Tribunales

El Supremo avala la tasa estatal por servicios de respuesta de la Guardia Civil dentro de centrales nucleares

MADRID
SERVIMEDIA

La Sala de lo Contencioso-Administrativo del Tribunal Supremo (TS) ha desestimado el recurso contencioso interpuesto por la Asociación Nuclear Asco-Vandellos II, A.I.E. contra la sentencia que confirmó las autoliquidaciones emitidas por la directora general de la Guardia Civil de la tasa estatal por la prestación de servicios de respuesta por la Guardia Civil en el interior de las centrales nucleares u otras instalaciones nucleares, del ejercicio 2020, correspondientes a las centrales de Ascó y Vandellós, por 4.273.710 euros cada una.

La Sala concluye que se cumplen los requisitos legalmente exigidos para la imposición de una tasa, “toda vez que la Guardia Civil presta a la recurrente un servicio en régimen de derecho público, lo que no se ha discutido; el referido servicio beneficia al obligado tributario de modo particular, ya que recibe un servicio de seguridad que, además, disminuye el riesgo de hacer frente a una responsabilidad civil objetiva; y, por último, la recepción de este servicio no es voluntaria para la recurrente al venir impuesta por la legislación sectorial especifica”.

La sentencia explica que al abordar el examen de la tasa no se aprecia vulneración de los preceptos constitucionales aducidos por la recurrente, ya que la tasa impugnada respeta los elementos que desde el punto de vista legal configuran dicha figura tributaria.

En primer lugar, afirma la Sala, la tasa se establece por un servicio que es de la competencia del Estado y que surge de la necesidad de dar cumplimiento a los compromisos internacionales asumidos por España para implantar y mantener un sistema de protección física para disuadir, prevenir, evitar o retardar actos deliberados dirigidos a producir daños en instalaciones nucleares o la retirada de material radioactivo.

En segundo lugar, dice el Supremo, la cobertura del servicio que da lugar a la exigencia de la tasa cuestionada es de solicitud o recepción obligatoria por las centrales nucleares.

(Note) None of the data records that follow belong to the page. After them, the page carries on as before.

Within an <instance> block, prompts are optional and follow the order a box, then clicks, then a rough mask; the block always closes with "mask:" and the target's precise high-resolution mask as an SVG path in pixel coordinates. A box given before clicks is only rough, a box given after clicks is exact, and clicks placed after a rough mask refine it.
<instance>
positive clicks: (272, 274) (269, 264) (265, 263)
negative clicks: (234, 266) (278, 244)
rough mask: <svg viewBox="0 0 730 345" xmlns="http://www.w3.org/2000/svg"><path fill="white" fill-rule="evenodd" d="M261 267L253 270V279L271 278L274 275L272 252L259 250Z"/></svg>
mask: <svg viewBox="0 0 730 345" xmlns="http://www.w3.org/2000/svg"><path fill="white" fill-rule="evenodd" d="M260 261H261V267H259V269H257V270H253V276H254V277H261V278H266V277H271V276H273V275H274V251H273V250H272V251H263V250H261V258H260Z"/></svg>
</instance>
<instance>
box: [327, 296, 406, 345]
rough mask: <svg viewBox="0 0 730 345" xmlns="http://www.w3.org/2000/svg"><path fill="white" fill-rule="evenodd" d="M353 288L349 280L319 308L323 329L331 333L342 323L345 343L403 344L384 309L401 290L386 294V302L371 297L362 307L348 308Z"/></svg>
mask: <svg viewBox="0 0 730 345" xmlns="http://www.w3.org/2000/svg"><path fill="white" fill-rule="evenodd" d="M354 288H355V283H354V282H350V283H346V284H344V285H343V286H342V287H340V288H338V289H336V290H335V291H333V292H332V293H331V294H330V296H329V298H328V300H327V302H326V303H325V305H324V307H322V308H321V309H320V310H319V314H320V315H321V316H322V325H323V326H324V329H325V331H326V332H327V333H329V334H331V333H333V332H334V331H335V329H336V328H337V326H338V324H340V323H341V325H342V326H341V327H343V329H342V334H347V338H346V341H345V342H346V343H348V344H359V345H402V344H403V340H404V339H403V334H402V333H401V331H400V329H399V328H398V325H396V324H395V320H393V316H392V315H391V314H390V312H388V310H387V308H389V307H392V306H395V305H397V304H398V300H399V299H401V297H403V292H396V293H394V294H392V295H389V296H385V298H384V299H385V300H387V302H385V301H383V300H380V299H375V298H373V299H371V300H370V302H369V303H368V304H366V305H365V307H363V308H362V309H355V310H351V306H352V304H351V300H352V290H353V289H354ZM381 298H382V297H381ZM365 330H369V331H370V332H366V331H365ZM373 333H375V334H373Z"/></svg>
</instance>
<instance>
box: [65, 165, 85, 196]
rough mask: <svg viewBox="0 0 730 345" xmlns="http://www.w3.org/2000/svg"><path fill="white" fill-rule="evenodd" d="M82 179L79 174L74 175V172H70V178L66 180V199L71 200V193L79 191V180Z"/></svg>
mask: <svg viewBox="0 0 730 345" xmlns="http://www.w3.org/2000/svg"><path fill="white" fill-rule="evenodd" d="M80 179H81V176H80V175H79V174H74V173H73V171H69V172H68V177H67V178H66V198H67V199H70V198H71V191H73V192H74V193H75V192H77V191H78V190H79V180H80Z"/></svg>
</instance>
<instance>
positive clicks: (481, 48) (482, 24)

Y, finalmente, vincula la tasa a “una actividad o servicio de la Administración pública”, que se presta de forma efectiva.

Señala la sentencia que el servicio sometió a examen genera un beneficio particular individualizable a los sujetos pasivos de la tasa cuestionada, lo que legitima el establecimiento e imposición de la tasa.

Considera que se buscaba “compaginar la seguridad privada con la que ya contaban las instalaciones nucleares, con la seguridad pública, de modo que sea esta última la responsable de constituir grupos de respuesta con capacidades reforzadas. Por otra parte, también con la finalidad de incrementar la seguridad de las instalaciones, se pretendía robustecer su capacidad de respuesta ante las eventuales amenazas cibernéticas. El impulso de estos objetivos resultaba acorde con las tendencias internacionales y nacionales”.

El tribunal concluye que la configuración de la tasa creada por la Ley respeta los elementos que configuran a esta clase de tributos. Y considera, en suma, “que con el establecimiento de esta tasa en forma alguna se vulnera la competencia exclusiva del Estado establecida en el artículo 149.1.29ª de la Constitución, pues los servicios prestados para la protección y respuesta a amenazas en centrales nucleares encomendados a los miembros de la Guardia Civil presentan unas notas características que, por afectar y beneficiar a un obligado concreto, impiden calificarlos de servicio ordinario de vigilancia, facultando la exigencia del pago de una tasa que, conforme al principio de equivalencia, tiende a cubrir el coste del servicio o de la actividad que constituya su hecho imponible”.

El Supremo sostiene que la tasa estatal no está “desconectada del número de efectivos de la Guardia Civil que preste el servicio con carácter permanente” ni del “coste por cada agente asignado para el periodo de un año” cifrado en 61.053 euros.